Getting students to finish college degrees

Last Modified: Monday, April 21, 2014 2:33 PM

The hand-wringing continues over Louisiana’s inability to mass produce men and women with university or technical college degrees.

According to the U.S. Census Bureau, the South has the lowest percentage of higher education degrees in the nation. And among the Southern states, Louisiana, Arkansas and West Virginia are tied for last, with only 28 percent of adults between the ages of 25 and 64 possessing a university or community college degree. The Southern average is 36 percent while the national average is 39 percent.

Testifying before the state Senate Finance Committee earlier this week, Tom Layzell, a higher education adviser, said the key to improving the number is to lure back to college some of the 546,000 students who have attended some college in Louisiana but have not earned a degree.

He said it will take time and treasure to find those students and recruit them to return to campuses around the state.

The hang-up, said some state lawmakers, is money.

“We’ve broken every piggy bank and trust that’s out there,” said state Sen.
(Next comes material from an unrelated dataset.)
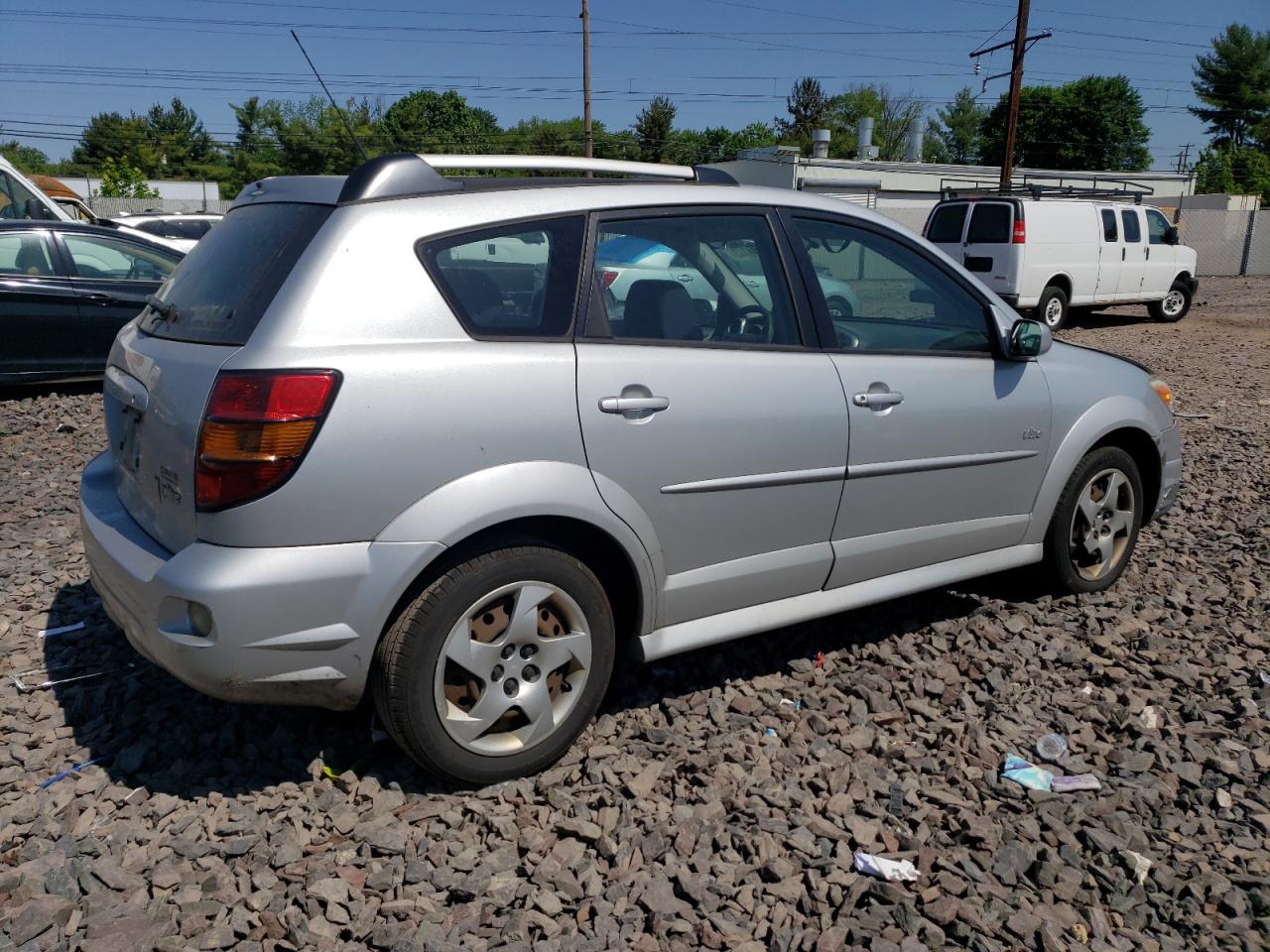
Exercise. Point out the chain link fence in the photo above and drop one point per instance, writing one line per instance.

Fred Mills, R-New Iberia, referring to Gov. Bobby Jindal’s raids on funds to balance the state budget. “I don’t see any new funding coming to higher ed except for slow growth.”
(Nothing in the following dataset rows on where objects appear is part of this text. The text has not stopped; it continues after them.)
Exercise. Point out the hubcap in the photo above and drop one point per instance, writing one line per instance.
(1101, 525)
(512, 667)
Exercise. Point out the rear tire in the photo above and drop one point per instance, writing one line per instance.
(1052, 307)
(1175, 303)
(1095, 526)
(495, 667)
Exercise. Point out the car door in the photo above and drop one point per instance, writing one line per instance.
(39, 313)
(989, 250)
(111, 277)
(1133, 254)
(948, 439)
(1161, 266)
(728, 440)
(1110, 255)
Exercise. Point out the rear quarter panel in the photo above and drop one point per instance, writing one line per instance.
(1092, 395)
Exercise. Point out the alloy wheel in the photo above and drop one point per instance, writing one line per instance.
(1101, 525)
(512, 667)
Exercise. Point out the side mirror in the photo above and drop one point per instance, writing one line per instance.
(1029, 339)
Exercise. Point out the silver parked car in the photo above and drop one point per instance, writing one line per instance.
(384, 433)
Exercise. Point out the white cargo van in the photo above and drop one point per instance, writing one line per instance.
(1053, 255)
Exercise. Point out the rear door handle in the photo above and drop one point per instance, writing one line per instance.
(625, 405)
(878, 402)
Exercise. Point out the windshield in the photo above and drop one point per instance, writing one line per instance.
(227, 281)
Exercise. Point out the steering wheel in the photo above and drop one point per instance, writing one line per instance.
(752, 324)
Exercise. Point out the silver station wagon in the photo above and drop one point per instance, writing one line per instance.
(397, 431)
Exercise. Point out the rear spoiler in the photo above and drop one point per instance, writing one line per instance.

But Layzell testified that the benefits of increasing more college degrees in Louisiana “can’t be overstated.”

In 2010, the University of Louisiana System launched Project Win-Win. It identified students who were no longer enrolled in the UL System, but had accumulated more than 60 credit hours to qualify for an associate degree.

The nine universities in the UL System, which includes McNeese State University, are also participating in the state’s first online program designed for adults who dropped out of college. The system’s bachelor’s in organizational leadership is a unique online degree offered jointly by the nine UL System campuses.
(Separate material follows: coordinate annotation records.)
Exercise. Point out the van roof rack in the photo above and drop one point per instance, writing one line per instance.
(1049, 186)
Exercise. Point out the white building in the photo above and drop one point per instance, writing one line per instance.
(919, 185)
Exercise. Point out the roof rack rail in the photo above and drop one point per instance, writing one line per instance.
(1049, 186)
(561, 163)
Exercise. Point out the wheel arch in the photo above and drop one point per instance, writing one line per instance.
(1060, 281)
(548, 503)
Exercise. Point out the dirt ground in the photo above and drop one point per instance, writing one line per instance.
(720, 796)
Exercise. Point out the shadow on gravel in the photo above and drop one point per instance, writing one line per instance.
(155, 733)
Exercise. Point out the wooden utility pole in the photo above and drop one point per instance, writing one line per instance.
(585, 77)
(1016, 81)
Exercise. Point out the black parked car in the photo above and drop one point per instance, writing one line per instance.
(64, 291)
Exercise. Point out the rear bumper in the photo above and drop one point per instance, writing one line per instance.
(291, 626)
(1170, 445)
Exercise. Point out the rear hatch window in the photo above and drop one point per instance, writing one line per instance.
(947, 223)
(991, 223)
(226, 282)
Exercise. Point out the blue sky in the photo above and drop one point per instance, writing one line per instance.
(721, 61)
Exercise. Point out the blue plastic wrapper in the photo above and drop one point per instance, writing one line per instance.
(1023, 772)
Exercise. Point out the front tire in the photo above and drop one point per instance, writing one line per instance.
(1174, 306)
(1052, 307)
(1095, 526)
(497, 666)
The accelerated program makes it possible for students to earn a bachelor’s degree in five, eight-week sessions that can be completed in two years. It consists of 30 hours of courses offered jointly by faculty at the nine universities and 30 hours of concentration and elective courses offered by each UL System institution.

With money continuing to be an issue in higher education, that’s the type of creative thinking that it’s going to take to raise the percentage of Louisiana residents that possess a post-high-school degree.